Sluggish global growth and an increase in U.S. output both signal the end of the recent rally in oil prices, economic research consultancy Capital Economics has suggested.

The price of oil has surged since the turn of 2019, owing to voluntary output cuts by OPEC and its allies, along with U.S. oil sanctions on Venezuela and Iran. But an analyst note Friday said the subsequent rise in the S&P GSCI Energy Index — just one benchmark for the energy commodity market — will fall away in the coming months as sluggish economic growth weighs on oil demand and prices.

The note, entitled “Calling time on the oil price rally,” from Chief Commodities Economist Caroline Bain and her team predicted that prices would fall as supply fears begin to fade.

The consultancy recently revised up its end-2019 forecast for the price of Brent from $50 to $60 a barrel, in part owing to the President Donald Trump administration’s withdrawal of sanction waivers on Iran’s crude exports.

“But we expect rising U.S. output and a gradual return of some OPEC supply, combined with greater investor risk aversion, to drag down prices,” the note stated.

Looking even further ahead, Capital Economics does not expect supply to be as constrained in 2020-2021, but does think oil prices will rise “owing in large part to a more dovish (Federal Reserve) and a decline in global risk aversion.”

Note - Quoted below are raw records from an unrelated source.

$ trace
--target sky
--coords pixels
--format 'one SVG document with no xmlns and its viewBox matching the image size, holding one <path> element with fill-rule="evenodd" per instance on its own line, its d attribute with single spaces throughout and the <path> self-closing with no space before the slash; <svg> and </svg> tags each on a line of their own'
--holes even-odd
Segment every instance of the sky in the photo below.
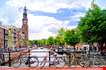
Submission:
<svg viewBox="0 0 106 70">
<path fill-rule="evenodd" d="M 80 17 L 91 7 L 92 0 L 0 0 L 0 21 L 3 25 L 22 26 L 27 7 L 29 39 L 55 37 L 60 28 L 76 28 Z M 106 0 L 95 0 L 106 9 Z"/>
</svg>

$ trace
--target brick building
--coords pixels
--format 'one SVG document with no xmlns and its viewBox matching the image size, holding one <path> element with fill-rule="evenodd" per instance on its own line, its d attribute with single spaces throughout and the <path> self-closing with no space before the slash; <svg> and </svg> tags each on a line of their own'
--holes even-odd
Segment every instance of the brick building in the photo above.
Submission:
<svg viewBox="0 0 106 70">
<path fill-rule="evenodd" d="M 0 24 L 0 48 L 14 48 L 28 46 L 28 18 L 24 7 L 22 27 L 4 26 Z"/>
</svg>

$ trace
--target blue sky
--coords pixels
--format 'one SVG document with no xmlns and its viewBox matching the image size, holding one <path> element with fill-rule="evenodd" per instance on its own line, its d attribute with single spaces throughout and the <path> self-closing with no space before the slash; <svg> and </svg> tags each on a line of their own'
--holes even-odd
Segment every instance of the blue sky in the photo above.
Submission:
<svg viewBox="0 0 106 70">
<path fill-rule="evenodd" d="M 56 36 L 62 27 L 76 28 L 80 17 L 90 8 L 92 0 L 0 0 L 0 21 L 3 25 L 21 27 L 23 7 L 28 9 L 29 39 Z M 106 0 L 95 0 L 102 9 Z"/>
</svg>

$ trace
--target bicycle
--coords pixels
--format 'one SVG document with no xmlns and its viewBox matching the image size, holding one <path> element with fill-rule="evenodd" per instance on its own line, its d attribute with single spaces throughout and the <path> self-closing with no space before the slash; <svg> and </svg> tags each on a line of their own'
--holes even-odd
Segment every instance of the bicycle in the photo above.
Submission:
<svg viewBox="0 0 106 70">
<path fill-rule="evenodd" d="M 13 67 L 20 66 L 30 66 L 31 64 L 38 63 L 38 59 L 35 56 L 24 56 L 23 53 L 20 53 L 18 57 L 11 61 Z M 34 64 L 34 67 L 37 67 L 37 64 Z"/>
<path fill-rule="evenodd" d="M 78 54 L 80 53 L 80 54 Z M 88 67 L 89 66 L 89 58 L 88 55 L 82 52 L 72 52 L 70 54 L 70 64 L 71 65 L 80 65 L 81 67 Z"/>
<path fill-rule="evenodd" d="M 49 59 L 50 61 L 48 61 Z M 63 67 L 65 65 L 63 57 L 57 56 L 57 54 L 49 56 L 49 59 L 47 56 L 44 57 L 44 59 L 40 63 L 41 68 L 45 67 L 47 62 L 49 62 L 50 66 L 55 66 L 55 67 Z"/>
<path fill-rule="evenodd" d="M 97 66 L 100 67 L 102 65 L 105 65 L 105 60 L 102 58 L 103 56 L 98 53 L 98 52 L 94 52 L 93 54 L 91 54 L 93 57 L 90 58 L 90 62 L 92 62 L 91 64 L 93 66 Z"/>
</svg>

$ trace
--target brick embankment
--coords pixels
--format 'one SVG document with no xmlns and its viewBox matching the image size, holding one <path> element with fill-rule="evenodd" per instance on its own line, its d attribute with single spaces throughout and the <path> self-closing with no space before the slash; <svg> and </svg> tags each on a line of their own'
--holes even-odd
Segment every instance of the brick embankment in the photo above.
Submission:
<svg viewBox="0 0 106 70">
<path fill-rule="evenodd" d="M 19 51 L 19 52 L 11 52 L 10 53 L 10 56 L 8 56 L 8 58 L 10 57 L 11 58 L 11 61 L 17 59 L 18 57 L 20 56 L 25 56 L 25 55 L 28 55 L 28 50 L 23 50 L 23 51 Z M 10 61 L 7 60 L 5 61 L 4 63 L 9 63 Z"/>
<path fill-rule="evenodd" d="M 55 68 L 55 67 L 49 67 L 49 68 L 10 68 L 10 67 L 0 67 L 0 70 L 103 70 L 103 68 L 82 68 L 82 67 L 63 67 L 63 68 Z"/>
</svg>

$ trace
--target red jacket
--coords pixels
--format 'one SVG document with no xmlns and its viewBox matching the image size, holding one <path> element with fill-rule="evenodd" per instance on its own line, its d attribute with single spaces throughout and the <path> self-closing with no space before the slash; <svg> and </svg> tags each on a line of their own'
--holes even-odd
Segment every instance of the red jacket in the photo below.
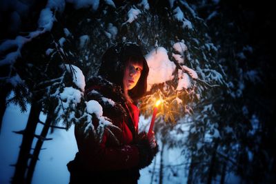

This was somewhat echoed in a note Friday from J. Safra Sarasin International Economist Raphael Olszyna-Marzys.

Crude oil prices have risen by around 40% since their December trough, but Olszyna-Marzys said fears of tight supply conditions “look overdone.”

OPEC and Russia’s readily available spare capacity to meet cuts in Iranian oil exports should maintain short-term balance in the oil markets, he suggested, but the Trump administration’s aggressive stance against Iran “runs the risk of aggravating tensions in the Middle East.”

“And if global commodity demand remains robust, as we expect, further unplanned outages could stress the supply side of the market,” Olszyna-Marzys said.

While an escalation of tensions between the U.S. and Iran may drive up prices, however, he does not see Iran’s threat to shut down the Strait of Hormuz, a critical global oil passageway, as credible, due to its geopolitical costs being “prohibitively high.”

“Still, if our view of a global recovery in the latter part of the year is correct, prices are likely to go somewhat higher,” he concluded.